Indeed, just last week, Kirby popped out to chat with his airline’s pilots — and other United employees — and they all turned their backs on him. Which some might deem especially classless behavior and United’s pilots union deemed entirely appropriate as “the company has turned its back on pilots.”

Why would Kirby want to crow about a deal that doesn’t appear to have actually happened?

Especially as the United Airlines Union Coalition countered with: “Money for new planes, money for supersonic jets without engines, money for yet-to-be-approved electric taxis. None of these planes will fly without the people of United Airlines.”

Would you be surprised to hear that immediately after Kirby’s announcement, the pilots kept on expressing their displeasure? Why, the following day, United’s pilots picketed at Newark airport.

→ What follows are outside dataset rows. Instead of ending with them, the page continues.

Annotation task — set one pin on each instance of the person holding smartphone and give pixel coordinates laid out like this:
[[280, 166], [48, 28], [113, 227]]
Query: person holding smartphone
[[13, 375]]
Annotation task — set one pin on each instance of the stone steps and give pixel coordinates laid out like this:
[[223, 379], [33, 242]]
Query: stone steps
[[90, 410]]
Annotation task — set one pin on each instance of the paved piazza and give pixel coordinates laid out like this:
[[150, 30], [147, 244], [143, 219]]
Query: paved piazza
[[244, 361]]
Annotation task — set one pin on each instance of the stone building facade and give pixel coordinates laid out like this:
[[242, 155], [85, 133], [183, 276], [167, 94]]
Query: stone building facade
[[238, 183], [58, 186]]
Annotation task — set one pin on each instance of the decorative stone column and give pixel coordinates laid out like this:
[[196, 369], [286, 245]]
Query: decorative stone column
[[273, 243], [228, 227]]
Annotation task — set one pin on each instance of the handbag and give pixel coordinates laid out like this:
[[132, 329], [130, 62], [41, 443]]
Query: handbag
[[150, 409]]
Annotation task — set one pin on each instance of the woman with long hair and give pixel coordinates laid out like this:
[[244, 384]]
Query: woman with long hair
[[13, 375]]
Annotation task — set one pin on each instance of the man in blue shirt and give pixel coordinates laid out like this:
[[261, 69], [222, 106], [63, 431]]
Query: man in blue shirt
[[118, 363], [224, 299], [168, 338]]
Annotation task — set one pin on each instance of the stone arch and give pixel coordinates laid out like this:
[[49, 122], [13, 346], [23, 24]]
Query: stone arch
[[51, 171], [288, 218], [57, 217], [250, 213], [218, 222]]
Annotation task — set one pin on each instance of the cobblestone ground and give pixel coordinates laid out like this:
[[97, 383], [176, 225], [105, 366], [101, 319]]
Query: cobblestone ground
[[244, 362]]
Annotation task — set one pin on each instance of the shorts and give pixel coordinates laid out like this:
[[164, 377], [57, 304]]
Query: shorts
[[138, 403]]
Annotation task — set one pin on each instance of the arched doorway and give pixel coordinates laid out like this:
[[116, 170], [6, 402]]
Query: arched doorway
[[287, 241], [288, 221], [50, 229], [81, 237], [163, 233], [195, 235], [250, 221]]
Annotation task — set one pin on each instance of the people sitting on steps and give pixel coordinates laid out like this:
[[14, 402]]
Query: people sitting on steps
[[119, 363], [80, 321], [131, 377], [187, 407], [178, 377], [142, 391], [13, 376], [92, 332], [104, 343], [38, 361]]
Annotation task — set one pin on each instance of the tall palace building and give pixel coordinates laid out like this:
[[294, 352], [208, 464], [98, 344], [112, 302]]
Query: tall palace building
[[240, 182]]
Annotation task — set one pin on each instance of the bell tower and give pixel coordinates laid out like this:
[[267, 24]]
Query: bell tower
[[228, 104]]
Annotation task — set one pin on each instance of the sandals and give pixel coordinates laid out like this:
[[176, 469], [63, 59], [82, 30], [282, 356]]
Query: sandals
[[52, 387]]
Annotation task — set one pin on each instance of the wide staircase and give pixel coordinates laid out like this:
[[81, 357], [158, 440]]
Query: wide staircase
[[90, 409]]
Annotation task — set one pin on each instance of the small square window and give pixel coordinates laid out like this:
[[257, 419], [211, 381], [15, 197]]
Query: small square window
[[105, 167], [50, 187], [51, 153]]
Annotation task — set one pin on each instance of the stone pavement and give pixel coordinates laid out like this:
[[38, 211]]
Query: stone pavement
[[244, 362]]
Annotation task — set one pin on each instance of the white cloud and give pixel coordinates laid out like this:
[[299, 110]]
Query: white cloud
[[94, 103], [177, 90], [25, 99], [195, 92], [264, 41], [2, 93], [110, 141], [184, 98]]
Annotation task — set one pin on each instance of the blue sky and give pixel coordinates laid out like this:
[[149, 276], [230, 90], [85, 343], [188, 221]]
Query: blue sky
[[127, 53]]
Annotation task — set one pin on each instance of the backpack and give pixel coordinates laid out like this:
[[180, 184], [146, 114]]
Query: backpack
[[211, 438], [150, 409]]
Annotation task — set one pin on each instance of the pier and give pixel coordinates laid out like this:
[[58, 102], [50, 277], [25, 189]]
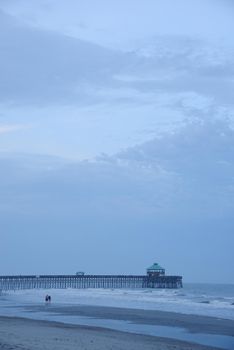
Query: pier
[[155, 278]]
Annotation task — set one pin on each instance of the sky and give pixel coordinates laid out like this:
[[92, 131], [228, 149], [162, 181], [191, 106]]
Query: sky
[[117, 137]]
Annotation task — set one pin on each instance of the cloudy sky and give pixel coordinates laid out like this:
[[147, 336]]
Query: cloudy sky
[[117, 137]]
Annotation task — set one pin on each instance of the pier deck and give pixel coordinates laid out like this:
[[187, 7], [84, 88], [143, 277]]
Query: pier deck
[[88, 281]]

Positive Thinking Needs Accurate Talking.

This is what happens, I suppose, when you get so wrapped up in your positive attitude that everything looks like a success when it may not (yet) be.

Still, let’s get back to the excitement, as much as we’re able. And, well, the tinge of embarrassment.

Kirby told CNBC that rival airlines wouldn’t be able to order from Boeing now because United has taken up so much production capacity. He said: “We thought the recovery would be real fast. And we realized early that there were going to be huge constraints on supply — pilots, the ability to manufacture airplanes, air traffic control saturation.”

Ah, so United knew there’d be a pilot shortage — partly created by releasing a lot of experienced pilots?

For this lay flyer, it does sound as if the marketing has slipped ahead of reality a little too far. United has clearly done many things well, but why, oh, why laud negotiations that don’t seem to have succeeded?

Still, Kirby insisted: “It’s going to be really hard for anyone to catch up to us now.”

There you have it, United customers, you really have only one choice now. It’s United or nothing.

And, oh look, United was last week named the world’s second-best airline by passenger claims company AirHelp.

I wonder how the airline’s pilots feel about that.